La reina de la hipérbole. (Parte 1)



 En mi casa paterna los sábados se escuchaba fútbol. Desde una radio antigua, cuya caja de madera tenía el olor de las cosas viejas con las iniciales G.E. doradas y conexión eléctrica, los comentaristas relataban con esa clásica pasión -que denuncia llevar sangre italiana o española en las venas- los movimientos desde una cancha donde 22 hombres exaltaban la presión arterial de mi familia al ir tras una pelota de cuero bastante más primitiva que una jabulani.

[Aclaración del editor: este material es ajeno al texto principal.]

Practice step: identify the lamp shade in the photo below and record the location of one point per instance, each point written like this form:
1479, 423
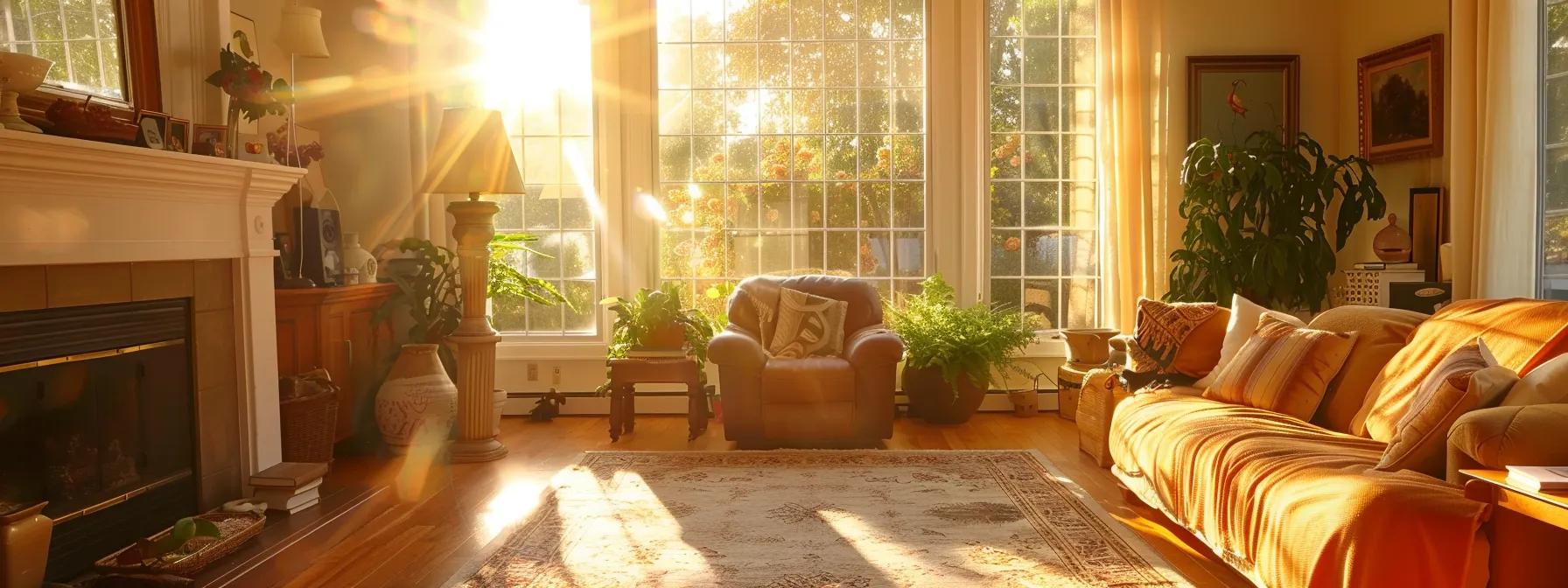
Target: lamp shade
472, 156
300, 32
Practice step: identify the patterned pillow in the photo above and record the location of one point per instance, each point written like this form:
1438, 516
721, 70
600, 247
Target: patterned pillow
1283, 369
1466, 380
808, 325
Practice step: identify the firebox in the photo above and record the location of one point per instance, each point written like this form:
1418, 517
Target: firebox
98, 421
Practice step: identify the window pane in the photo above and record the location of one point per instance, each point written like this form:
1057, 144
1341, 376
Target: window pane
1045, 231
550, 116
817, 162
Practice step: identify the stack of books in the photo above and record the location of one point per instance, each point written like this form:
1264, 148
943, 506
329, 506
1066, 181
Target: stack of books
289, 486
1538, 477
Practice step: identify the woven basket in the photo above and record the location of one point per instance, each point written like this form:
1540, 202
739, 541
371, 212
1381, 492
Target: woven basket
209, 552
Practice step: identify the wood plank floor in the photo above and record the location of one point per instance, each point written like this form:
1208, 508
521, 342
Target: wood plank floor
435, 518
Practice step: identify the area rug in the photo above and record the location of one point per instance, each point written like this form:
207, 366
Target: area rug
797, 520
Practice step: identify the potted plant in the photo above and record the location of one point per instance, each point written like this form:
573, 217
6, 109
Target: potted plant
1258, 220
950, 352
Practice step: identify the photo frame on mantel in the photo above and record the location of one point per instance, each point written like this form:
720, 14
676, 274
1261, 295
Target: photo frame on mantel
1233, 96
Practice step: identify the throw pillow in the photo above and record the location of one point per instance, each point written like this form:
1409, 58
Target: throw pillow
1468, 378
1545, 384
1283, 369
808, 325
1181, 338
1241, 328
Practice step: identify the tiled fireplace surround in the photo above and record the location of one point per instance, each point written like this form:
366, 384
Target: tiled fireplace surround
90, 223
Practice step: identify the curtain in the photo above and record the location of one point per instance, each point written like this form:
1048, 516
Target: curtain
1493, 148
1130, 156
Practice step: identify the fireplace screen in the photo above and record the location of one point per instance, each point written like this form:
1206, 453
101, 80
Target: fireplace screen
96, 419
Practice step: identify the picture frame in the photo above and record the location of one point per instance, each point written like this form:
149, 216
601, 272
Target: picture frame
1223, 90
209, 140
179, 136
1399, 101
150, 129
1429, 228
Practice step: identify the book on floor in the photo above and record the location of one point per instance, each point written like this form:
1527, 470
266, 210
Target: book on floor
1538, 477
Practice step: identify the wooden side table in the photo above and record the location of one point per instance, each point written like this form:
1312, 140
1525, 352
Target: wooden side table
1530, 528
626, 374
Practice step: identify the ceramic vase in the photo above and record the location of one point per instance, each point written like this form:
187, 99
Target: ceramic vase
356, 257
417, 403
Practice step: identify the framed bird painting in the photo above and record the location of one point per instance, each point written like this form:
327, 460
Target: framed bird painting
1233, 96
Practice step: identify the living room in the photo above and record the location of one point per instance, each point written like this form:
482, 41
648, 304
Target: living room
783, 292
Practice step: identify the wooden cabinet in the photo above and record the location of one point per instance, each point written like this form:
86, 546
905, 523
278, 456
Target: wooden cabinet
334, 328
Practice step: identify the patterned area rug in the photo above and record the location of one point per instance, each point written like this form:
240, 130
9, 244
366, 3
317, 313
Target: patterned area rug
786, 520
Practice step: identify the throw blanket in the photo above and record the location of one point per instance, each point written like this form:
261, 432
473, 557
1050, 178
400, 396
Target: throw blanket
1291, 504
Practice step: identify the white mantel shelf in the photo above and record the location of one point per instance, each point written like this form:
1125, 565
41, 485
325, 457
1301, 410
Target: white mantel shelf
73, 201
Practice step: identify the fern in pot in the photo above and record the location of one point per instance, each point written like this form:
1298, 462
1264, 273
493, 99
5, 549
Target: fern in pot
952, 352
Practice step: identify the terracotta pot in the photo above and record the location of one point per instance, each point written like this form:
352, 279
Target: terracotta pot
1090, 346
417, 402
24, 546
936, 402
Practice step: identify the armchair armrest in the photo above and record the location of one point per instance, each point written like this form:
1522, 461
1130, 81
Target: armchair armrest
1508, 437
738, 346
872, 346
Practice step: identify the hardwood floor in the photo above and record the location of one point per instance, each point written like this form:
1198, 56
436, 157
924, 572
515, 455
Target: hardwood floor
435, 518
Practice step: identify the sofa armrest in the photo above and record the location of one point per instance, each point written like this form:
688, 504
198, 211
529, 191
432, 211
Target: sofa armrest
1508, 437
738, 346
872, 346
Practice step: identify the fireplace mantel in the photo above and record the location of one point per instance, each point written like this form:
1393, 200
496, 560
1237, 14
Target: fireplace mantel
69, 201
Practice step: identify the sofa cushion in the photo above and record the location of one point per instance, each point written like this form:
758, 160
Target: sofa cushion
1515, 332
1380, 334
1292, 504
1283, 369
808, 380
1465, 382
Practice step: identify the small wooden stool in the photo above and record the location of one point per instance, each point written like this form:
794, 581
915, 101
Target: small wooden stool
626, 374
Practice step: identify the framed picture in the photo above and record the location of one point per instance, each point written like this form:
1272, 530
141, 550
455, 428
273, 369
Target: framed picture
1235, 96
209, 140
179, 136
1401, 101
1429, 228
150, 128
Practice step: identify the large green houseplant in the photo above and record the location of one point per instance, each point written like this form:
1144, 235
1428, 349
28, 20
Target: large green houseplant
1258, 220
950, 352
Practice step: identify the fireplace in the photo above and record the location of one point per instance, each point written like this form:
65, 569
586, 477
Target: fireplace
98, 419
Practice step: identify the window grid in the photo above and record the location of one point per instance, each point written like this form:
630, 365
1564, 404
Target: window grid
811, 166
85, 52
1043, 248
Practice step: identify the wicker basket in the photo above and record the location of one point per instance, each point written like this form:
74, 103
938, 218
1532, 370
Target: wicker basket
211, 550
308, 419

Yo no era ajena al griterío, a las discusiones, a las risas y a los llantos que desbordaban el patio de baldosas con aljibe en el medio. Tampoco a la pregunta: "y vos...chiquita... ¿de qué cuadro sos hincha?" Y entonces, temiendo a un domingo sin matinée o a la disminución de chocolatines Águila respondía de acuerdo a la camiseta del curioso en turno.

La respuesta era fácil: Peñarol o Nacional.

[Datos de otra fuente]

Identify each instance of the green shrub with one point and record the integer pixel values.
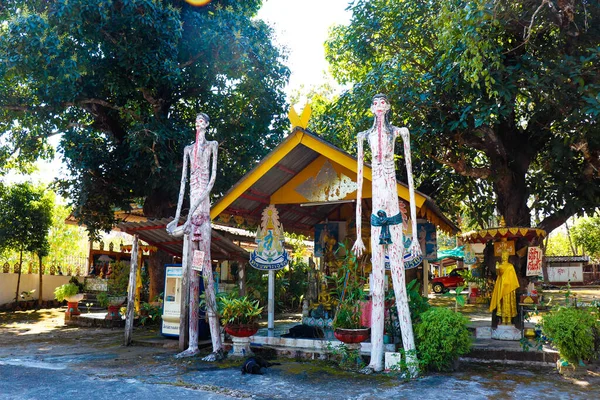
(102, 299)
(572, 331)
(442, 336)
(65, 291)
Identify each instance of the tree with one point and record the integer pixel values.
(24, 222)
(502, 99)
(122, 82)
(586, 233)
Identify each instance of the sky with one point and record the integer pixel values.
(300, 26)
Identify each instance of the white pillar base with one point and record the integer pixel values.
(506, 332)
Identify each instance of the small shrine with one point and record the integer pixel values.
(504, 302)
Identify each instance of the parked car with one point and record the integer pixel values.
(445, 283)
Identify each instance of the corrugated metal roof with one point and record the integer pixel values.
(153, 232)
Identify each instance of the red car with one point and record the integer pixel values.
(445, 283)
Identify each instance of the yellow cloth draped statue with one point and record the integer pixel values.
(504, 297)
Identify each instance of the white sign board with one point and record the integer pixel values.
(198, 260)
(172, 301)
(534, 261)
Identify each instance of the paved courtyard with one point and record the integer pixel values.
(40, 358)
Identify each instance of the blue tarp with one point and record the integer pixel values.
(457, 252)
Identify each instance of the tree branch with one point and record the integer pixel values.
(461, 167)
(555, 220)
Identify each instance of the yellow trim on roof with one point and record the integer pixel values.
(246, 182)
(296, 138)
(350, 163)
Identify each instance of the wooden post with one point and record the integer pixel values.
(242, 277)
(131, 291)
(425, 278)
(184, 333)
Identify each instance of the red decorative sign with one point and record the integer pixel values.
(198, 260)
(534, 261)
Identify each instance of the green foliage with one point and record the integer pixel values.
(65, 291)
(238, 311)
(150, 314)
(417, 303)
(573, 331)
(489, 130)
(459, 298)
(122, 81)
(26, 218)
(349, 287)
(348, 359)
(586, 233)
(118, 280)
(102, 298)
(442, 336)
(80, 285)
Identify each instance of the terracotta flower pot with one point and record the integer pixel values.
(72, 309)
(352, 335)
(241, 330)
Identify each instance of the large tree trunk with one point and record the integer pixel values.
(40, 283)
(19, 277)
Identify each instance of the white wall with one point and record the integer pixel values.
(8, 285)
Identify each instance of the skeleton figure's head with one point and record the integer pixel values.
(380, 104)
(380, 107)
(202, 121)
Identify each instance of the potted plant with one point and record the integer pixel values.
(239, 316)
(441, 337)
(70, 293)
(347, 324)
(575, 333)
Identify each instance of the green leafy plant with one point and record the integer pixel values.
(348, 359)
(102, 299)
(238, 311)
(349, 287)
(118, 280)
(65, 291)
(459, 298)
(442, 336)
(573, 331)
(417, 303)
(80, 286)
(404, 367)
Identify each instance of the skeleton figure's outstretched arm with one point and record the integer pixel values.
(172, 226)
(415, 248)
(359, 246)
(213, 174)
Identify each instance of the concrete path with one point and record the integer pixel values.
(40, 358)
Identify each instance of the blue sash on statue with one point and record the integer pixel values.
(382, 220)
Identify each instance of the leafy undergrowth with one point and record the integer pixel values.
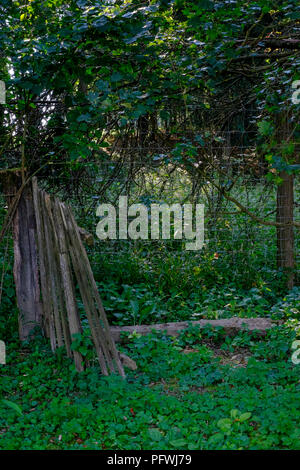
(201, 390)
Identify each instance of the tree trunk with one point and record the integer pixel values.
(285, 235)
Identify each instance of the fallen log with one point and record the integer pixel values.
(231, 326)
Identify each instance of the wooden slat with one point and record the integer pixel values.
(101, 322)
(69, 293)
(43, 268)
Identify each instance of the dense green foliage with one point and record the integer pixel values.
(112, 97)
(190, 393)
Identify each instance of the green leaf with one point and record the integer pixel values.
(178, 443)
(244, 416)
(14, 406)
(155, 434)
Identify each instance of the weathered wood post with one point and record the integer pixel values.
(25, 255)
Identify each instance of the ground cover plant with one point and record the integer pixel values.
(200, 390)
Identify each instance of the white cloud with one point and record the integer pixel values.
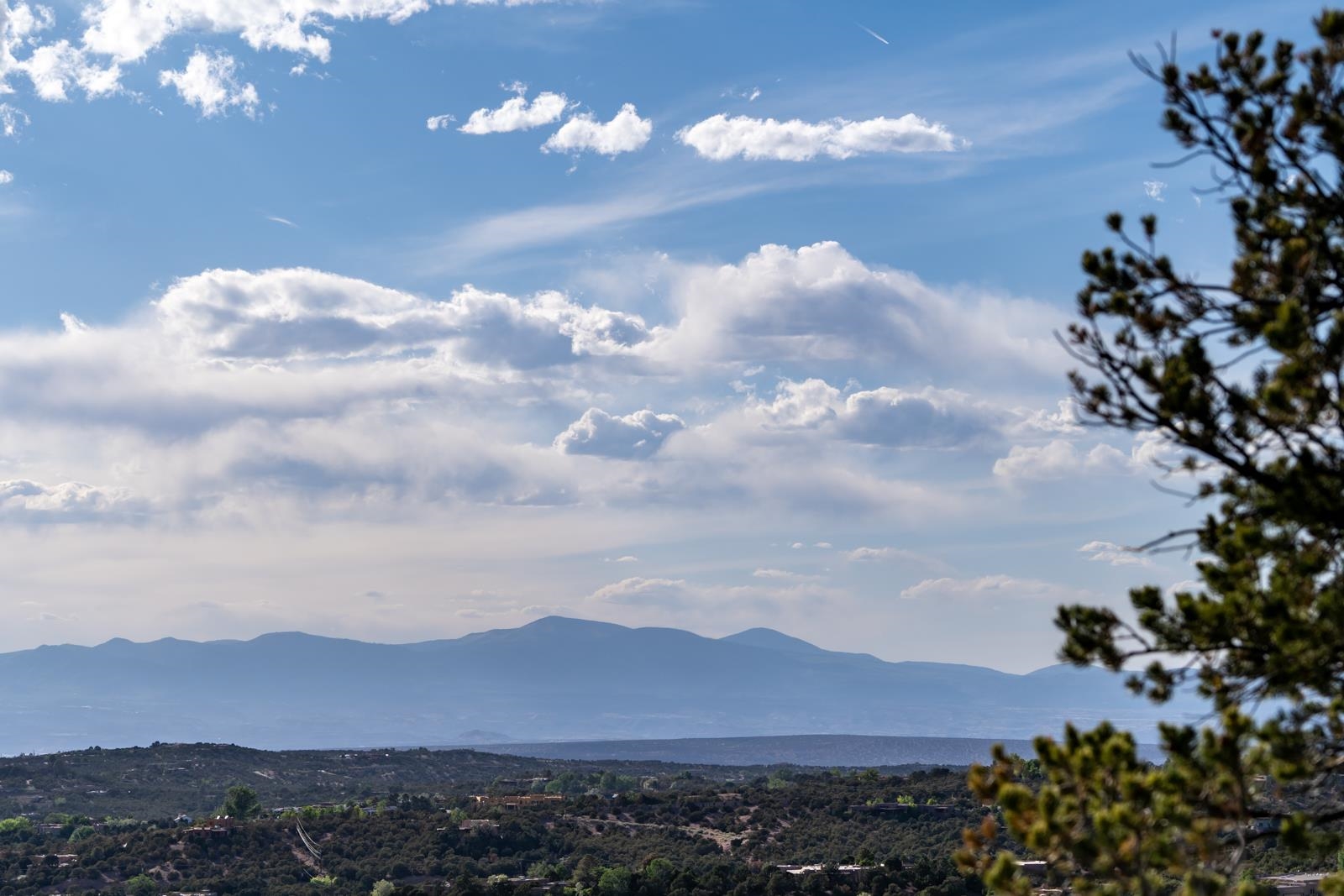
(515, 114)
(785, 575)
(120, 33)
(1113, 553)
(1058, 459)
(11, 120)
(633, 436)
(721, 137)
(680, 595)
(990, 589)
(210, 83)
(245, 394)
(864, 555)
(57, 69)
(886, 417)
(302, 313)
(820, 304)
(65, 501)
(638, 590)
(627, 132)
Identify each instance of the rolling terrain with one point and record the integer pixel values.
(555, 679)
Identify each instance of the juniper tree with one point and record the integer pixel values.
(1243, 378)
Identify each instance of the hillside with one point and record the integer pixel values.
(555, 679)
(165, 779)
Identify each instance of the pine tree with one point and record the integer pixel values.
(1243, 378)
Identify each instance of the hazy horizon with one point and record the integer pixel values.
(400, 322)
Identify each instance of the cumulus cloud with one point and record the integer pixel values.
(69, 501)
(1113, 553)
(210, 83)
(302, 313)
(820, 304)
(866, 555)
(633, 436)
(329, 394)
(721, 137)
(1059, 459)
(58, 69)
(11, 120)
(785, 575)
(627, 132)
(680, 594)
(889, 417)
(517, 113)
(990, 589)
(118, 33)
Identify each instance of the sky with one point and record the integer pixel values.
(407, 318)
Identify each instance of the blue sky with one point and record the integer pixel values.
(763, 338)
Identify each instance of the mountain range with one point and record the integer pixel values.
(555, 679)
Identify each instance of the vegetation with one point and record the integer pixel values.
(168, 779)
(1242, 380)
(669, 833)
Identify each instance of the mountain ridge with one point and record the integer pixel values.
(554, 679)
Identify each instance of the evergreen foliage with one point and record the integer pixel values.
(1242, 379)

En la casa nadie leía libros. Pero las revistas del Peñarol Fútbol Club rondaban el comedor, el baño, la cocina, el corredor, el cuarto de mis viejos. Imágenes de Pablo Forlán o de Morena eran tan familiares como el retrato de mi bisabuelo, moro que escapó desde Andalucía como polizón en un barco hacia el Río de la Plata.

Por otro lado, los figurines con la camiseta blanca, de corazón azul y rojo, llegaban cada mes hasta el zaguán: "Nacional Fútbol Club es el cuadro nacional chiquita...Peñarol lo fundaron los malditos ingleses. Vos tenés que ser "bolso" como el tío Luis, no me vengás con pelotudeces de andar hinchando por los ‘manyas’".

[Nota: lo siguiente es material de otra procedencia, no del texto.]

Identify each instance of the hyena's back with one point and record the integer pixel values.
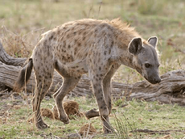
(74, 43)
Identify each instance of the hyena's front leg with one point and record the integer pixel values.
(107, 85)
(68, 85)
(40, 91)
(103, 109)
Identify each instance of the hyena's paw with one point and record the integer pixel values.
(41, 125)
(108, 131)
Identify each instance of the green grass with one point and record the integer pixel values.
(23, 21)
(136, 115)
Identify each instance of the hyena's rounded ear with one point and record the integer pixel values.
(135, 46)
(153, 41)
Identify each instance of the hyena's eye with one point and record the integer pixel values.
(147, 65)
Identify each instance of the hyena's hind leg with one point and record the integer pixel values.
(103, 108)
(69, 83)
(43, 76)
(107, 86)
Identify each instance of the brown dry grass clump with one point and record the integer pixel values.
(47, 113)
(71, 108)
(87, 129)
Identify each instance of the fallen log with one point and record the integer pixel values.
(170, 90)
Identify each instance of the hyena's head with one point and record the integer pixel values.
(145, 58)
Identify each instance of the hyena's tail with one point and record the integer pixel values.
(24, 76)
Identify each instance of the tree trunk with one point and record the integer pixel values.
(170, 90)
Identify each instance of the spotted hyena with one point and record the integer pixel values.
(96, 47)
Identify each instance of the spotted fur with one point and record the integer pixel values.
(96, 47)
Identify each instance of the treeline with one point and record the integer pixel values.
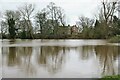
(50, 22)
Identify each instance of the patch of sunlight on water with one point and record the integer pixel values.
(59, 58)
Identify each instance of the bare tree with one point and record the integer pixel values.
(85, 22)
(108, 10)
(61, 16)
(26, 12)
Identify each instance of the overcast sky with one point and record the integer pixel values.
(73, 8)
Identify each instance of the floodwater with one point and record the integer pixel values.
(58, 58)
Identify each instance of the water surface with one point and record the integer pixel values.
(59, 58)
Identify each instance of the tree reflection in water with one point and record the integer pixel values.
(52, 57)
(107, 56)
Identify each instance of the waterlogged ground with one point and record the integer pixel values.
(58, 58)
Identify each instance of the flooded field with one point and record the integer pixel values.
(58, 58)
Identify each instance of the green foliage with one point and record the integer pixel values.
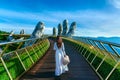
(14, 65)
(107, 65)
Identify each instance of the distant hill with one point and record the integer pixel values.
(109, 39)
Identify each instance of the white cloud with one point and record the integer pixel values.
(89, 23)
(115, 3)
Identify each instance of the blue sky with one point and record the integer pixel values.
(94, 17)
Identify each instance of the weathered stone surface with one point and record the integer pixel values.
(65, 27)
(54, 31)
(59, 29)
(38, 31)
(22, 31)
(10, 37)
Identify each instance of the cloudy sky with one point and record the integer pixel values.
(94, 17)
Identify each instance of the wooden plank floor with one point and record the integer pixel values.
(79, 69)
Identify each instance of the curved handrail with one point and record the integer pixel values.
(109, 49)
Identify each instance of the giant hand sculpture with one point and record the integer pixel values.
(65, 27)
(59, 29)
(38, 31)
(72, 29)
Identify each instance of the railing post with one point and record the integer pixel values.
(3, 62)
(34, 52)
(29, 55)
(21, 61)
(112, 70)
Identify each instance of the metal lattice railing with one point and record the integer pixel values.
(32, 48)
(102, 52)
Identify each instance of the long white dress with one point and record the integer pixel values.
(59, 68)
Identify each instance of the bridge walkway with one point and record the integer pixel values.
(44, 69)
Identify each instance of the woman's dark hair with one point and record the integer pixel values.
(59, 41)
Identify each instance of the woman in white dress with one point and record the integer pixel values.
(59, 53)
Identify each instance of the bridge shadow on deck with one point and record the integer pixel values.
(79, 69)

Los domingos a la tarde eran de fiesta. Era el día de seguir a los equipos locales, los del pueblo.

La reunión familiar alrededor del viejo armatoste de radio con lámparas se permutaba por la ida a la cancha de turno. Los colores de las camisetas cambiaban, los equipos también. Negro y blanco: Río Negro. Rojo y blanco: River Fútbol Club. Verde y blanco: Universal y así desfilábamos entre las canchas de Tito Borjas y la de Central, la del Barrio Colón y la del Barrio Industrial.